Kemudian ada manga berjudul "Topeng Kaca" yang hits pada masa itu. Ia bercerita anak perempuan bernama Maya yang hanya mencintai seni akting dan seni panggung. Di kehidupan sehari-hari ia adalah anak biasa, tidak cantik juga tidak pintar. Tapi ketika di atas panggung, pesonanya memabukkan.

Baru ketika SMA, aku bergabung dengan ekskul Teater. Selama tiga tahun aku mendapatkan pengalaman yang membekas.

Bagaimana tidak seru, ketika kami baru masuk sebagai anggota baru kami melakukan berbagai latihan di tempat umum. Biasanya kami latihan di depan sekolah, di Alun-alun  Bunder Kota Malang.

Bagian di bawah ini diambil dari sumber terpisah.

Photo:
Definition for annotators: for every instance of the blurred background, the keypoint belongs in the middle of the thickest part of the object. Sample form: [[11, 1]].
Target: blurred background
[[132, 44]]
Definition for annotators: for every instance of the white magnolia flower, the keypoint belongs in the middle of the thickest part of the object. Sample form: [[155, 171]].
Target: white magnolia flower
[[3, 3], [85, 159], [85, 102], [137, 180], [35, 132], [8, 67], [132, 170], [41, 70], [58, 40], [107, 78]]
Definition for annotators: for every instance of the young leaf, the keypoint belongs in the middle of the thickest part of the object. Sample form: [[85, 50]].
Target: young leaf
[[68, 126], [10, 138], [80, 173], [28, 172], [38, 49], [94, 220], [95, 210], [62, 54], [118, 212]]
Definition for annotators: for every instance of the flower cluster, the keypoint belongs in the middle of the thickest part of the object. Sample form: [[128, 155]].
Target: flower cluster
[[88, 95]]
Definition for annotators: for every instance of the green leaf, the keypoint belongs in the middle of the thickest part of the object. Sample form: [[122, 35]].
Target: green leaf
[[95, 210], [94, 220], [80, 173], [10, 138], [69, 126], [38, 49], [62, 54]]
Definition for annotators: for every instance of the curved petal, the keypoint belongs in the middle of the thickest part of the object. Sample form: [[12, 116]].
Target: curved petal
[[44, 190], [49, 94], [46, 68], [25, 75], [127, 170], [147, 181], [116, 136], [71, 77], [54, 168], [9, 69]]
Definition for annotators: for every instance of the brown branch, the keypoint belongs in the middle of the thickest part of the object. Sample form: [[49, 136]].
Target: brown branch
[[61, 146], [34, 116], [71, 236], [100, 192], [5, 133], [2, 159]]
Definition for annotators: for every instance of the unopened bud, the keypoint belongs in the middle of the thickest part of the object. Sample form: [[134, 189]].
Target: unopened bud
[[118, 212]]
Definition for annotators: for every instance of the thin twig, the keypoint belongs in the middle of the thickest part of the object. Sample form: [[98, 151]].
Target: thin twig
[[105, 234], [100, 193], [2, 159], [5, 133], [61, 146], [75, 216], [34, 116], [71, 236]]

Kami melakukan meditasi di sana, lalu latihan keliling alun-alun sambil berteriak mengucapkan huruf vokal.

Meditasi penting agar kami fokus berlatih, tidak lagi memikirkan beban sekolah untuk sementara waktu. Saat mau pentas, meditasi membuat kami tenang dan membantu masuk ke karakter yang kami perankan. 

Adalah penting juga buat pemain teater untuk bisa bersuara keras dan jelas artikulasinya. Kami biasa tampil tanpa bantuan mic. Harapannya penonton paling belakang bisa tetap mendengar kami dengan jelas.

Berikutnya adalah latihan gerak teatrikal agar kami luwes bergerak di panggung. Kami juga belajar tentang pergerakan di panggung seperti blocking dan cara improvisasi di panggung.

Masa latihan sebagai anggota baru itu melelahkan juga menyenangkan. Di awal-awal kami sempat malu karena latihan di tempat umum. Kadang-kadang ada saja yang menyaksikan kami latihan.

Waktu itu Alun-alun Balai Kota Malang masih terbuka. Kami masih bisa duduk-duduk di rerumputan. Nah meditasi di rerumputan itu ternyata nggak enak sama sekali. Banyak serangga, gatal dan juga digigit semut atau nyamuk. 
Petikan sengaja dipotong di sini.